Teenagers and risk naturally go together. So youth ministry without risk is, in a sense, a denial of our essence (or at least a denial of the essence of teenagers).
You know that teenagers love risk. But maybe you’ve unknowingly bought into the common notion that teenagers’ risk-taking propensity is a deficiency, an immaturity. But spend a minute reflecting on one of my favorite framing questions for how we approach any aspect of teenage development: Are teenagers a problem to be solved, or a wonder to behold?
Heightened risk-taking is clearly connected to adolescent brain development. Daniel Siegel, a brilliant doctor who specializes in understanding brain function, writes in Brainstorm: The Power and Purpose of the Teenage Brain, “Instead of viewing the adolescent stage of brain development as merely a process of maturation, of leaving behind outmoded or non-useful ways of thinking and transitioning to adult maturity, it is actually more accurate and more useful to see it as a vital and necessary part of our individual and collective selves. Adolescence is not a stage to simply get over, it is a stage of live to cultivate as well.”
Without being intentionally provocative, I’ll go this far: A life without risk isn’t only not worth living, it’s unbiblical. And the same applies for youth ministry.
Seriously, it’s hard to think of a great Bible story that doesn’t have overt or implied risk. Moses confronting Pharaoh, little David running at Goliath, Peter jumping out of the boat, the early church defying Rome (where I was this past weekend). I could fill this space with biblical examples. Maybe it’s even fair to say that creation itself was a risk on God’s part, with God’s foreknowledge of how fickle and self-serving we would be.
Of course, there’s stupid risk and worthy risk. Stupid risk, in youth ministry, looks like playing a game where you expect teens to get hurt, or not counting to make sure you have everyone before leaving a stop on a trip (which once resulted in me leaving a 7th grade girl at McDonald’s, just before closing time, in one of the roughest neighborhoods of Chicago). Stupid risk boils down to arrogance: we assume we’re above it, or impervious to catastrophe. We might spiritualize stupid risk, and think the ends justify the means, or that “God will take care of it;” but, really, it’s just supercilious pride.
As Siegel writes in Brainstorm, “The question is whether we can support the exploration of new things while we also minimize the chance of permanent harm.”
Good risk… ah, that’s the stuff of transformation and revolution. When we step out in faith and risk that God will show up, we’re like the kid who offered his 5 loaves and 2 fishies. This kind of humble, faith-fueled risk is the primary difference between an exclusive, ingrown youth group that doubles as a country club, and a missional community of teenage Christ-followers heaven-bent on joining up with the active work of God in the world.

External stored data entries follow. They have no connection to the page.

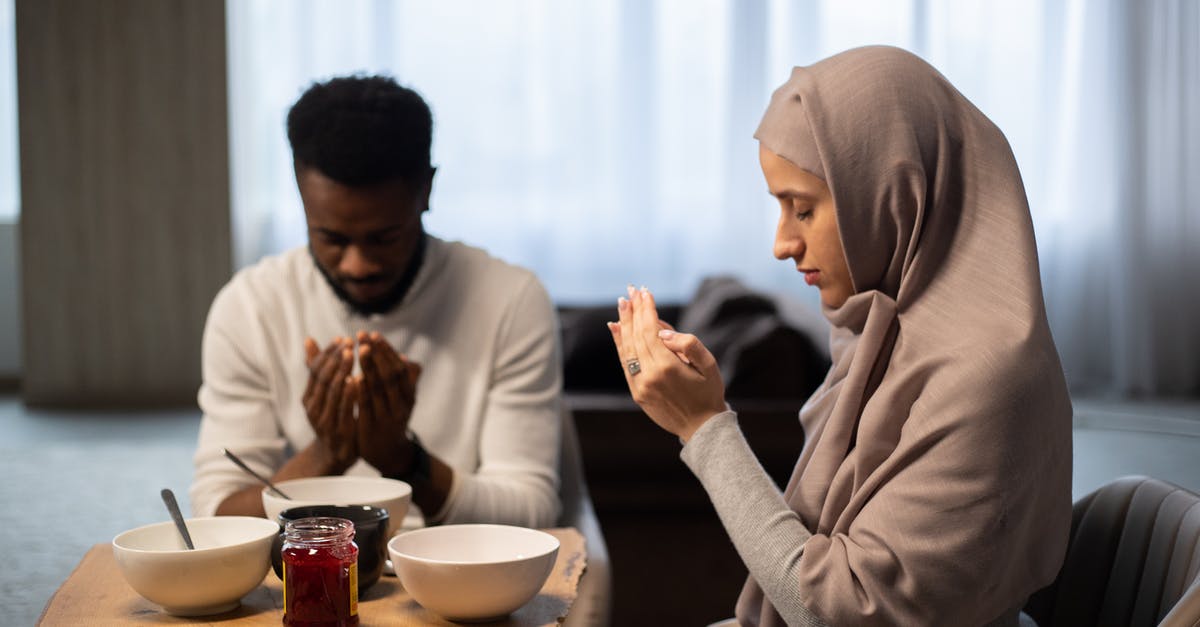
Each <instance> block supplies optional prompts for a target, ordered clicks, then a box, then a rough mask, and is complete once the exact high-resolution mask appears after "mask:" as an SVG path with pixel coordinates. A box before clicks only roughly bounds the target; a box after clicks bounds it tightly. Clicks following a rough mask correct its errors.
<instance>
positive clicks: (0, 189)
mask: <svg viewBox="0 0 1200 627" xmlns="http://www.w3.org/2000/svg"><path fill="white" fill-rule="evenodd" d="M14 4H16V1H14V0H0V222H12V221H16V219H17V214H19V213H20V174H19V171H18V166H17V151H18V145H17V37H16V29H14V16H13V5H14Z"/></svg>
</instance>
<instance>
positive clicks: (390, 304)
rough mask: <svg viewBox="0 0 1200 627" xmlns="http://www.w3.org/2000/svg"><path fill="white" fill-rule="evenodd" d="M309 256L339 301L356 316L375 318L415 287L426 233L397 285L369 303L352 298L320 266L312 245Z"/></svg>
mask: <svg viewBox="0 0 1200 627" xmlns="http://www.w3.org/2000/svg"><path fill="white" fill-rule="evenodd" d="M308 255H310V256H312V263H313V265H316V267H317V269H318V270H319V271H320V275H322V276H323V277H324V279H325V283H328V285H329V288H330V289H332V291H334V294H336V295H337V299H338V300H341V301H342V303H346V305H347V306H348V307H350V309H352V310H353V311H354V312H355V314H358V315H359V316H362V317H367V316H373V315H376V314H386V312H389V311H391V310H392V309H395V307H396V305H398V304H400V301H401V300H403V299H404V295H407V294H408V288H410V287H412V286H413V280H414V279H415V277H416V270H419V269H420V267H421V262H422V261H424V258H425V233H421V234H420V237H419V238H418V244H416V250H415V251H414V252H413V258H412V259H410V261H409V262H408V268H406V269H404V274H402V275H401V276H400V280H398V281H396V285H394V286H392V287H391V289H389V291H388V293H385V294H384V295H382V297H379V298H376V299H373V300H371V301H368V303H361V301H358V300H355V299H354V298H353V297H350V294H349V292H347V291H346V289H344V288H343V287H342V286H341V283H338V281H337V279H334V276H332V275H331V274H330V273H329V270H326V269H325V267H324V265H322V264H320V261H318V259H317V253H316V252H313V251H312V244H310V245H308Z"/></svg>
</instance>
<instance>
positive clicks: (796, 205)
mask: <svg viewBox="0 0 1200 627" xmlns="http://www.w3.org/2000/svg"><path fill="white" fill-rule="evenodd" d="M792 216H793V217H796V219H797V220H799V221H800V222H804V221H806V220H809V219H810V217H812V203H809V202H804V201H793V202H792Z"/></svg>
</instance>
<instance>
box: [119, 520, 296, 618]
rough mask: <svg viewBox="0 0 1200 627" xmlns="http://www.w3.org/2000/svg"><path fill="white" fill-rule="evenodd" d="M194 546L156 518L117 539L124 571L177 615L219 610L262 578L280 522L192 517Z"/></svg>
mask: <svg viewBox="0 0 1200 627" xmlns="http://www.w3.org/2000/svg"><path fill="white" fill-rule="evenodd" d="M186 522H187V531H188V533H190V535H191V537H192V544H193V545H196V549H194V550H188V549H187V548H186V547H185V545H184V538H182V537H180V535H179V531H178V530H176V529H175V524H174V522H170V521H168V522H155V524H152V525H145V526H142V527H137V529H132V530H130V531H126V532H124V533H120V535H118V536H116V537H115V538H113V556H114V557H115V559H116V565H118V566H119V567H120V569H121V575H124V577H125V580H126V581H128V584H130V586H132V587H133V590H136V591H137V592H138V595H142V596H143V597H145V598H146V599H149V601H151V602H154V603H157V604H158V605H162V609H163V610H166V611H167V613H168V614H174V615H176V616H204V615H208V614H220V613H222V611H229V610H232V609H234V608H236V607H238V604H239V603H240V602H241V597H244V596H246V595H247V593H248V592H250V591H251V590H254V587H257V586H258V584H260V583H262V581H263V577H265V575H266V571H268V569H269V568H270V567H271V542H272V541H274V539H275V537H276V536H277V535H278V531H280V526H278V525H276V524H275V522H272V521H270V520H265V519H262V518H252V516H212V518H190V519H187V520H186Z"/></svg>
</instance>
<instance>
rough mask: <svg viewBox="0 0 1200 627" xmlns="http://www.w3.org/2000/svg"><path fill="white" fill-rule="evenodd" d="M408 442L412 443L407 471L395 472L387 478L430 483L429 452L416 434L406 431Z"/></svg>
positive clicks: (416, 481)
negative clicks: (391, 475) (407, 431)
mask: <svg viewBox="0 0 1200 627" xmlns="http://www.w3.org/2000/svg"><path fill="white" fill-rule="evenodd" d="M408 442H409V443H410V444H413V461H412V462H410V464H409V465H408V471H407V472H402V473H397V474H395V476H391V477H389V478H391V479H400V480H402V482H404V483H407V484H409V485H413V484H414V483H420V484H425V483H430V454H428V452H426V450H425V447H422V446H421V441H420V440H418V438H416V434H414V432H412V431H409V432H408Z"/></svg>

Is there risk involved in offering a place of meaningful belonging to those kids, without the condition that they become like us? Absolutely. Is there risk involved in taking students on a cross-cultural mission trip? You betcha. Is there risk involved in creating a safe place for teenagers to express real doubts (even when they express them in less-than-polished terms)? Yup. Is there risk involved in not trying to “fix” every teenager, and trusting the Holy Spirit to be the Holy Spirit? Most definitely.
But humble, faith-fueled risk is youth ministry wisdom. The wise youth worker avoids stupid risk, but runs, with a heart full of hope, at good risk.
Where do you need to be more like a teenager and take a risk today? Where does your ministry need an infusion of risk?